I'm practicing lambdas:

 int main()
 {
    std::vector<int> v {1,2,3,4};
    int count = 0;
    sort(v.begin(), v.end(), [](const int& a, const int& b) -> bool
        {
        return a > b;
        });
  }

This is just code from GeeksForGeeks to sort in descending order, nothing special. I added some print statements (but took them out for this post) to see what was going on inside the lambda. They print the entire vector, and the a and b values:

1 2 3 4  
a=2 b=1

2 1 3 4  
a=3 b=2

3 2 1 4  
a=4 b=3

4 3 2 1 <- final

So my more detailed question is: What's the logic behind the order the vector elements are being passed into the a and b parameters?

Is b permanently at index 0 while a is iterating? And if so, isn't it a bit odd that the second param passed to the lambda stays at the first element? Is it compiler-specific? Thanks!

Answer 1

By passing a predicate to std::sort(), you are specifying your sorting criterion. The predicate must return true if the first parameter (i.e., a) precedes the second one (i.e., b), for the sorting criterion you are specifying.
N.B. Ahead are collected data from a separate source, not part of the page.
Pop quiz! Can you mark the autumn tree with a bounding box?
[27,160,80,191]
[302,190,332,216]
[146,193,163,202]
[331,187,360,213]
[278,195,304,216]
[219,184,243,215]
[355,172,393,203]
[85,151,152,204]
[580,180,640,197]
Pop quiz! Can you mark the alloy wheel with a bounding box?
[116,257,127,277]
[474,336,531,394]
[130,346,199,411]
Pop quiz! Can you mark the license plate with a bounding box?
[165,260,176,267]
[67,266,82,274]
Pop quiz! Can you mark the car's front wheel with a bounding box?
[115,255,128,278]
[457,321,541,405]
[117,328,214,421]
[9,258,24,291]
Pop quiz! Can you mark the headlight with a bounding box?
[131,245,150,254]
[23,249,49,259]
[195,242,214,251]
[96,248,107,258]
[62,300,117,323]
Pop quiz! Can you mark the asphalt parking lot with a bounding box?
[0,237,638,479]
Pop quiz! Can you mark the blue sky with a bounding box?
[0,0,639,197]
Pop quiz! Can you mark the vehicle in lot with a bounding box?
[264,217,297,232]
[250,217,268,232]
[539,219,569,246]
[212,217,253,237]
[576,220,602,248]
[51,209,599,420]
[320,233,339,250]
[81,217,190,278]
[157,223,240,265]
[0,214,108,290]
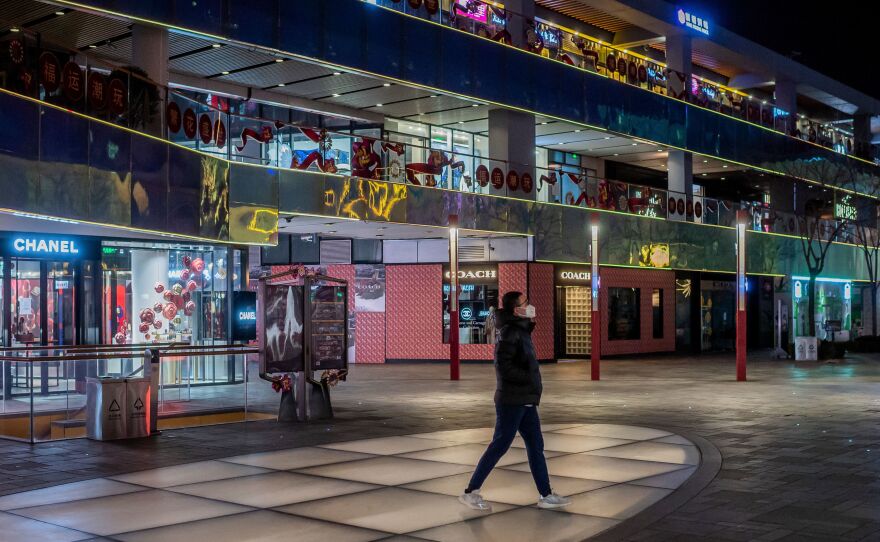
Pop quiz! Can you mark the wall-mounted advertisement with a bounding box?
[354,265,386,312]
[261,284,304,373]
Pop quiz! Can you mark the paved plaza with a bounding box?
[0,353,878,540]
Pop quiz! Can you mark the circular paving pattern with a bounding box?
[0,424,705,541]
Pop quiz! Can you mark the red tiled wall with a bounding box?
[528,263,555,361]
[385,264,448,360]
[600,267,675,355]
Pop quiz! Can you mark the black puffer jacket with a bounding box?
[493,310,542,405]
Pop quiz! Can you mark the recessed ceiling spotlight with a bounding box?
[332,71,342,75]
[604,136,611,140]
[631,143,638,146]
[702,159,708,163]
[574,129,582,133]
[375,103,383,107]
[721,177,726,180]
[275,58,284,63]
[383,83,391,87]
[657,149,664,152]
[211,43,222,48]
[55,10,65,16]
[332,93,340,97]
[722,164,728,168]
[10,27,20,32]
[277,83,285,87]
[540,122,548,125]
[88,44,97,48]
[472,104,479,107]
[613,153,620,156]
[326,230,336,234]
[702,173,707,176]
[430,94,439,98]
[221,70,230,75]
[458,121,464,124]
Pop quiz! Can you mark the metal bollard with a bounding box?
[143,349,161,435]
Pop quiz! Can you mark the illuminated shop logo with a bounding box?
[560,271,591,281]
[13,237,79,255]
[238,311,256,321]
[676,8,709,35]
[460,307,473,321]
[835,195,857,221]
[444,270,497,280]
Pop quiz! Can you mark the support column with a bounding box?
[736,210,748,381]
[590,214,600,381]
[489,108,536,200]
[854,113,872,160]
[448,215,460,381]
[774,78,798,135]
[665,33,692,100]
[667,150,693,221]
[504,0,535,49]
[131,24,169,136]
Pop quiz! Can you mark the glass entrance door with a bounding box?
[48,261,76,346]
[10,259,42,346]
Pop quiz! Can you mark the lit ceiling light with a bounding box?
[657,149,664,152]
[613,153,620,156]
[722,164,728,168]
[702,159,708,163]
[277,83,285,87]
[10,27,20,32]
[540,122,548,125]
[326,231,336,234]
[574,129,582,133]
[211,43,222,48]
[221,70,230,75]
[631,143,638,146]
[472,104,479,107]
[458,121,464,124]
[375,103,383,107]
[88,44,97,48]
[702,173,707,176]
[430,94,439,98]
[378,227,387,230]
[332,71,342,75]
[332,93,340,97]
[604,136,611,140]
[55,10,65,16]
[275,58,284,63]
[721,177,726,180]
[383,83,391,87]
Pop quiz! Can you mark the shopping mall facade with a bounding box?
[0,0,879,370]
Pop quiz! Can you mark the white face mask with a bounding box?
[517,304,536,319]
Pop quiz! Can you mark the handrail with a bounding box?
[0,344,256,362]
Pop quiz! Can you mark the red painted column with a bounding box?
[449,214,460,381]
[590,214,600,381]
[736,210,748,381]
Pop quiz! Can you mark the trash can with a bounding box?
[125,377,151,438]
[86,377,127,440]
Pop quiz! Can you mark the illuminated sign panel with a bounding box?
[443,266,498,284]
[3,234,99,260]
[676,8,709,35]
[232,291,257,342]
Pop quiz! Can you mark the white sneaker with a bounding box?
[538,493,572,509]
[459,490,492,512]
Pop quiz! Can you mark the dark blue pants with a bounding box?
[466,403,551,497]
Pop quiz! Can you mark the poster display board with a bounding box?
[310,285,348,370]
[260,284,304,373]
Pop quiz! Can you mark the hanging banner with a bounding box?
[213,118,226,148]
[108,77,127,114]
[167,101,181,133]
[39,52,61,93]
[183,108,197,139]
[62,61,84,102]
[87,72,107,110]
[198,113,213,144]
[351,137,382,179]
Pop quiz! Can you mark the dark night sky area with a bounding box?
[692,1,879,100]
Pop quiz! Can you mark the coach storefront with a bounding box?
[554,265,592,359]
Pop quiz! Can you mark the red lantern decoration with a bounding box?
[187,280,198,292]
[183,108,197,139]
[181,269,190,281]
[521,172,533,194]
[39,52,61,93]
[506,170,519,191]
[138,322,150,333]
[154,283,165,293]
[163,290,174,302]
[114,332,126,344]
[62,61,84,102]
[183,255,193,268]
[87,72,107,111]
[108,77,127,115]
[153,303,163,313]
[198,114,213,144]
[184,300,196,315]
[190,258,205,273]
[153,320,163,329]
[182,291,192,302]
[214,119,226,149]
[163,303,178,320]
[475,165,490,187]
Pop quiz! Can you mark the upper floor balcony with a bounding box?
[35,0,880,195]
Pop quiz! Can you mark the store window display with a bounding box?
[442,265,499,344]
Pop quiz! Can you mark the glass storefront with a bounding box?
[792,278,852,340]
[442,265,499,344]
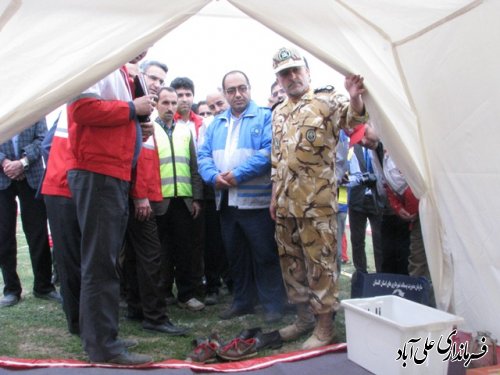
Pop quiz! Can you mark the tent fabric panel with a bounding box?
[396,0,500,336]
[228,0,426,193]
[0,0,208,142]
[342,0,478,43]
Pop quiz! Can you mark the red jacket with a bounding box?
[130,133,162,201]
[67,69,138,182]
[385,184,419,217]
[173,111,203,139]
[41,109,72,198]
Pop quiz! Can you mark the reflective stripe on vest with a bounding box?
[338,185,348,205]
[154,122,192,197]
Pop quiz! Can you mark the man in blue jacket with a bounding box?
[198,70,285,323]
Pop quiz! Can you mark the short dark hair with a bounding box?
[170,77,195,95]
[271,79,279,93]
[158,86,177,97]
[221,70,250,90]
[140,60,168,74]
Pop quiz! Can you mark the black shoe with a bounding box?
[104,350,152,365]
[238,327,262,340]
[219,306,254,320]
[142,320,190,336]
[34,290,62,303]
[0,294,20,308]
[117,338,139,349]
[205,292,218,306]
[255,330,283,350]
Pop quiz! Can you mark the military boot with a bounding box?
[278,303,315,342]
[302,312,335,350]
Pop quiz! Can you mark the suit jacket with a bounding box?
[0,119,47,190]
[348,143,385,214]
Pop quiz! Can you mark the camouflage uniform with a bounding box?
[271,87,368,314]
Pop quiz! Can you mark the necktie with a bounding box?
[364,148,373,173]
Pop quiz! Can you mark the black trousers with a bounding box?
[381,214,410,274]
[44,194,81,334]
[190,202,205,297]
[156,198,200,304]
[67,170,129,362]
[0,180,54,297]
[203,199,230,294]
[124,202,167,324]
[349,203,383,273]
[219,201,285,314]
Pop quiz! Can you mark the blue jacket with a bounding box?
[0,119,47,190]
[197,100,272,209]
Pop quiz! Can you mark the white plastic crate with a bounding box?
[341,295,464,375]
Therefore, for your predicate:

return a > b;

If a is greater than b, then a will precede b.

---

So my more detailed question is: What's the logic behind the order the vector elements are being passed into the a and b parameters?

a and b are just pairs of elements of the elements you are passing to std::sort(). The "logic" will depend on the underlying algorithm that std::sort() implements. The pairs may also differ for calls with identical input due to randomization.

Answer 2

For Visual Studio, std::sort uses insertion sort if the sub-array size is <= 32 elements. For a larger sub-array, it uses intro sort, which is quick sort unless the "recursion" depth gets too deep, in which case it switches to heap sort. The output you program produces appears to correspond to some variation of insertion sort. Since the compare function is "less than", and since insertion sort is looking for out of order due to left values "greater than" right values, the input parameters are swapped.

Answer 3

Is 'b' permanently at index 0 while 'a' is iterating? And if so, isn't it a bit odd that the second param passed to the lambda stays at the first element?

No, because the first element is the higher.

Seems that, with this algorithm, all elements are checked (and maybe switched) with the higher one (at first round) and the higher one is placed in first position; so b ever points to the higher one.

Answer 4

You just compare two elements, with a given ordering. This means that if the order is a and then b, then the lambda must return true.

The fact that a or b are the first or the last element of the array, or fixed, depends on the sorting algorithm and of course of your data!